Volume of solution = 155 mL = 0.155 L
Concentration of NH4Cl = moles of NH4Cl / volume of solution
Concentration of NH4Cl = 0.1028 mol / 0.155 L = 0.663 M
Concentration of NH3 = moles of NH3 / volume of solution
Concentration of NH3 = 0.0188 mol / 0.155 L = 0.121 M
2Step 2: Use the Henderson-Hasselbalch equation to find the pH of the buffer solution.
The Henderson-Hasselbalch equation is:
pH = pKa + log ([base]/[acid])
The reaction for this buffer solution is:
NH3 + H2O <-> NH4+ + OH-
pKa = -log(Ka) (for ammonia, NH3)
The Ka value for ammonia is 1.8 × 10^(-5), so
pKa = -log(1.8 × 10^(-5)) = 9.74
Now, we will find the pH:
pH = 9.74 + log (0.121/0.663)
pH = 9.74 - 1.44 = 8.30
The pH of the buffer solution is 8.30.
3Step 3: Find the new pH after diluting the buffer solution.
When we double the volume of the solution, the concentrations of NH4Cl and NH3 will be halved.
New concentration of NH4Cl = 0.663 M / 2 = 0.3315 M
New concentration of NH3 = 0.121 M / 2 = 0.0605 M
Using the Henderson-Hasselbalch equation again:
pH = 9.74 + log (0.0605/0.3315)
pH = 9.74 - 1.78 = 7.96
The pH of the diluted buffer solution is 7.96.
Answer:
(a) The pH of the buffer solution is 8.30.
(b) The pH of the buffer solution after doubling the volume is 7.96.
Key Concepts
pH calculationHenderson-Hasselbalch equationammonium chloride
pH calculation
Understanding how to calculate the pH of a solution is crucial in chemistry. In this context, a buffer solution made from ammonium chloride and ammonia is at play. A buffer helps resist changes in pH when small amounts of acid or base are added.

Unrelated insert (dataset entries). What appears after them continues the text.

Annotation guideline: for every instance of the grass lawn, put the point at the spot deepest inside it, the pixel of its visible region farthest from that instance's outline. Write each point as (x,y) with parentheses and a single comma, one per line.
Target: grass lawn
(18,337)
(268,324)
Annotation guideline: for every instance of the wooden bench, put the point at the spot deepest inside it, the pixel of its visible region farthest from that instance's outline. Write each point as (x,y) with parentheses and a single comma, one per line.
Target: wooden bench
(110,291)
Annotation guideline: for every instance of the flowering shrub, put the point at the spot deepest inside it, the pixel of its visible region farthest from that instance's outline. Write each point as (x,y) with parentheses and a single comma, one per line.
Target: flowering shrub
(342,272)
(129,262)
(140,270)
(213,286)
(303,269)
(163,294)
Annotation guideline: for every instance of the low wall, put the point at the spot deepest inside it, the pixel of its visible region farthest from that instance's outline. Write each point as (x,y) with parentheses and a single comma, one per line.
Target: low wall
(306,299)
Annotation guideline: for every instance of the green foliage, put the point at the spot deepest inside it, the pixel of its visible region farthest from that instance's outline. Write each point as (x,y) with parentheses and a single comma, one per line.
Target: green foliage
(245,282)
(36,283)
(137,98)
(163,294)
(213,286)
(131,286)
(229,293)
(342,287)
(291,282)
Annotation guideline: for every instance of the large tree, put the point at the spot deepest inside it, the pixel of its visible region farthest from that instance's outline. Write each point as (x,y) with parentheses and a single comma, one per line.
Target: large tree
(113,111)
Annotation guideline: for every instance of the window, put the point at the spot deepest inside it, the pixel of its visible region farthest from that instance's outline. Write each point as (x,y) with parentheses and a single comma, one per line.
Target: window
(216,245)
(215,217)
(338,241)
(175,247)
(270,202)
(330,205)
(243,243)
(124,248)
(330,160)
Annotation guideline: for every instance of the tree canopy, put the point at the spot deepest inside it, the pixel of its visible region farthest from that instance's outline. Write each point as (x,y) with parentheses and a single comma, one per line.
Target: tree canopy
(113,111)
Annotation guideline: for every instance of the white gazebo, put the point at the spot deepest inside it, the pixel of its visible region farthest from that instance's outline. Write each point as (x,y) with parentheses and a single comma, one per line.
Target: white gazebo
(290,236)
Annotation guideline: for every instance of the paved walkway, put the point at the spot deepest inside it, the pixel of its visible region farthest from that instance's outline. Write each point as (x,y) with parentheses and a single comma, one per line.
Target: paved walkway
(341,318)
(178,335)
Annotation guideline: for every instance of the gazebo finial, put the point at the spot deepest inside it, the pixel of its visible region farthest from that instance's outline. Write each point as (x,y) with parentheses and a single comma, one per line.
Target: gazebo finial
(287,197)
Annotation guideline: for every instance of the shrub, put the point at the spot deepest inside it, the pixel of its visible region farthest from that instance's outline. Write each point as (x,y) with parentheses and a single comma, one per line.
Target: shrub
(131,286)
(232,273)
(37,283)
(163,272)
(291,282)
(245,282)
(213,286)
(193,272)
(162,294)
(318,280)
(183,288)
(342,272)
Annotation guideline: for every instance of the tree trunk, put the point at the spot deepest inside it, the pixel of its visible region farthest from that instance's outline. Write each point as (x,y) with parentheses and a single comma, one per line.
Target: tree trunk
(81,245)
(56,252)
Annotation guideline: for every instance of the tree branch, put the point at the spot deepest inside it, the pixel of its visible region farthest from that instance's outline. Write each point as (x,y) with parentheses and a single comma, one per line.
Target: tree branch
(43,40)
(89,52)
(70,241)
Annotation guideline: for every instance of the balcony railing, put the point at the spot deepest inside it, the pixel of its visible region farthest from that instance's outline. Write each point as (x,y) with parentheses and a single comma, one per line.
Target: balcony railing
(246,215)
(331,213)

When calculating the pH for a buffer solution, first determine the concentrations of the acidic (NH4Cl) and basic (NH3) components. Here's a recap of the calculation steps:
When calculating the pH for a buffer solution, first determine the concentrations of the acidic (NH4Cl) and basic (NH3) components. Here's a recap of the calculation steps:
- Calculate the moles of ammonium chloride using its mass and molar mass. This division gives the moles of NH4Cl.
- Given moles need to be divided by the total solution volume (in liters) to find concentration, which applies to both NH4Cl and NH3.

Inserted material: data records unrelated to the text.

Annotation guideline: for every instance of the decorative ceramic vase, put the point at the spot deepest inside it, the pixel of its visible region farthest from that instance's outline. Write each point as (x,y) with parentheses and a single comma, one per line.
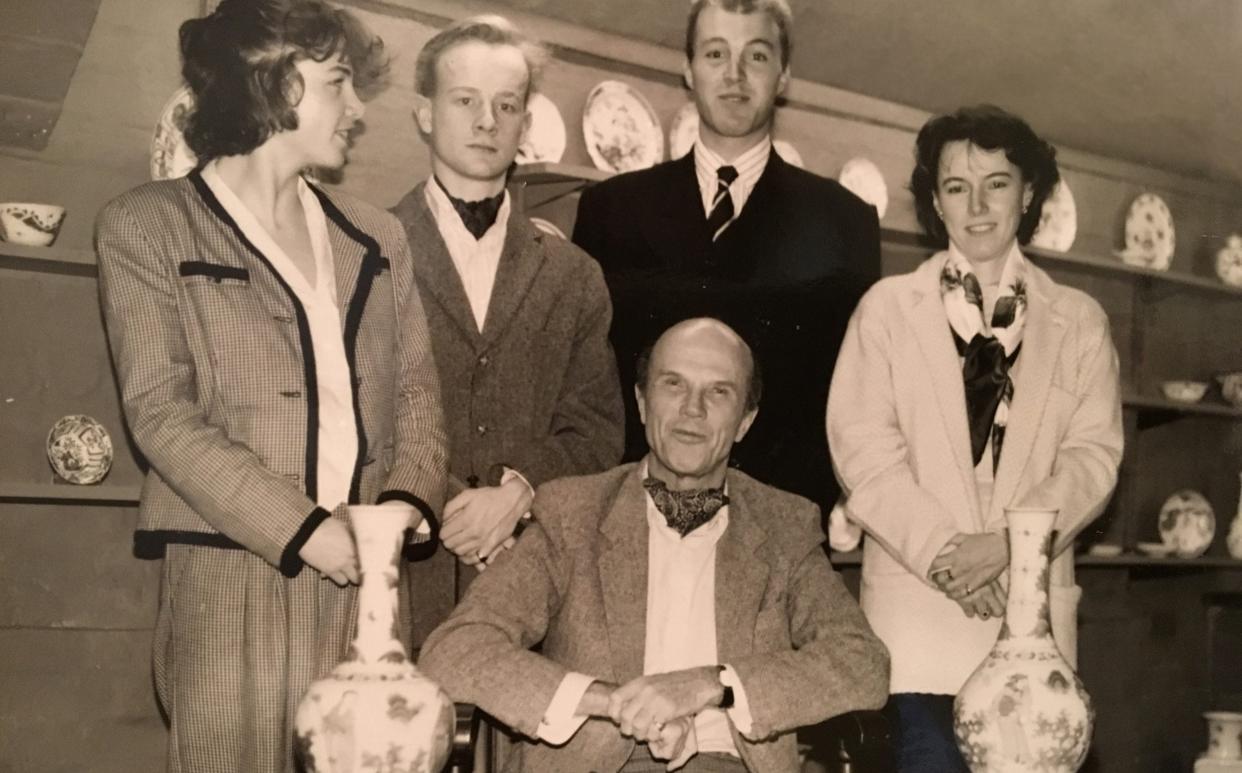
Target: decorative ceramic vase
(1223,735)
(1235,539)
(1024,708)
(375,712)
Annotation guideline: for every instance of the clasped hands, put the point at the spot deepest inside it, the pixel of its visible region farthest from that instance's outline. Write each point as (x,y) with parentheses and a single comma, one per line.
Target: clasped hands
(968,571)
(657,708)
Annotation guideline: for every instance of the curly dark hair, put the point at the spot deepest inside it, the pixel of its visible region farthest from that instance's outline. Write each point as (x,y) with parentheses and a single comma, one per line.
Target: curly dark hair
(240,64)
(990,128)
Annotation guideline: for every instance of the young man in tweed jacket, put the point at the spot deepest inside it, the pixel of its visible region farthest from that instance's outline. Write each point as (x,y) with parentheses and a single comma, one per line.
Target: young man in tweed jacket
(518,318)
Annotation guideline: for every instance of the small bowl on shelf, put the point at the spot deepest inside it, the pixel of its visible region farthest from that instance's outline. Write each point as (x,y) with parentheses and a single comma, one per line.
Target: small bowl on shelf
(35,225)
(1184,390)
(1231,387)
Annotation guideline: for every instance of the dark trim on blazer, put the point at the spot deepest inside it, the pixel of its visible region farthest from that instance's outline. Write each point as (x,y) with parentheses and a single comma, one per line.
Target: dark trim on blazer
(292,563)
(373,264)
(215,271)
(311,472)
(415,551)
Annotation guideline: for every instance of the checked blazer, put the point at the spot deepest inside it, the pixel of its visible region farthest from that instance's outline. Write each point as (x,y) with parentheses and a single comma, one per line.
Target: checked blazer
(217,380)
(576,582)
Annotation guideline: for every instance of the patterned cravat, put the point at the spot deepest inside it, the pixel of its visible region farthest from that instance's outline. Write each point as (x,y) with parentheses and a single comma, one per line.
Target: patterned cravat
(477,216)
(722,204)
(684,511)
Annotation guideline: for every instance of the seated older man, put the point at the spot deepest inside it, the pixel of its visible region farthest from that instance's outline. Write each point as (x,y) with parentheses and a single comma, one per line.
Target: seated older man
(688,615)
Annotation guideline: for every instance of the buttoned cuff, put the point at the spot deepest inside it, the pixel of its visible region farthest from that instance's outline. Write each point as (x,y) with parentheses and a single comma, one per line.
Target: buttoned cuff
(560,720)
(739,713)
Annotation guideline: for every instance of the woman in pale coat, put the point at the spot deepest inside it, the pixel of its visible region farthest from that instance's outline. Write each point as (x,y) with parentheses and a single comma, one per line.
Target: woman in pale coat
(971,384)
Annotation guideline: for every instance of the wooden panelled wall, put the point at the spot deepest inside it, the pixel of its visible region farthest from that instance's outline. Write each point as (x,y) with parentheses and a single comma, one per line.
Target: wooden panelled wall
(76,609)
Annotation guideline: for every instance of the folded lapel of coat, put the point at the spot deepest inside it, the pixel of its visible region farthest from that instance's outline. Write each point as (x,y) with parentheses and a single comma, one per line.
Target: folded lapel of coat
(624,577)
(432,265)
(1032,379)
(930,326)
(740,578)
(521,260)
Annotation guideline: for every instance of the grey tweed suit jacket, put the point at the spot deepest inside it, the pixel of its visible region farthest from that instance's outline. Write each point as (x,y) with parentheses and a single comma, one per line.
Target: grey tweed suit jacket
(213,354)
(535,389)
(576,580)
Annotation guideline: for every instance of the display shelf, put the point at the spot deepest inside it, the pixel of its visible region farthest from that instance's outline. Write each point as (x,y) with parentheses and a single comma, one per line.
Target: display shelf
(47,260)
(40,493)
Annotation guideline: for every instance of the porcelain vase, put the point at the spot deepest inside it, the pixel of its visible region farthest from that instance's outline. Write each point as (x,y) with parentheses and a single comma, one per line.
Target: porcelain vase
(1024,708)
(1235,539)
(375,712)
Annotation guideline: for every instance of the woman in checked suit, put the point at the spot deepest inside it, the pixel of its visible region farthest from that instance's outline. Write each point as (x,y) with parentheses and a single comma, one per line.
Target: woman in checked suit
(275,365)
(969,385)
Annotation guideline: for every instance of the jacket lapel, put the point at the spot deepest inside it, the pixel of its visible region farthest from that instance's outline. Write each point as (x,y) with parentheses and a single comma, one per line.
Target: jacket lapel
(1032,379)
(930,326)
(432,265)
(624,577)
(521,261)
(740,579)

- Use the known concentration values in the Henderson-Hasselbalch equation to find the pH.
Henderson-Hasselbalch equation
The Henderson-Hasselbalch equation is a fundamental tool in chemistry, especially for dealing with buffer solutions. It's represented as:\[\text{pH} = \text{pK}_a + \log \left( \frac{[\text{base}]}{[\text{acid}]} \right)\]This equation allows you to calculate the pH of a buffer solution by incorporating the concentrations of the base and acid involved. In this exercise, ammonia functions as the base, and the ammonium ion derived from ammonium chloride serves as the acid.
The equation's core simplicity helps:
The equation's core simplicity helps:
- \( \text{pK}_a \) is the negative logarithm of the acid dissociation constant (\(K_a\)) of the weak acid component. For ammonia, it accounts for the species forming the buffer.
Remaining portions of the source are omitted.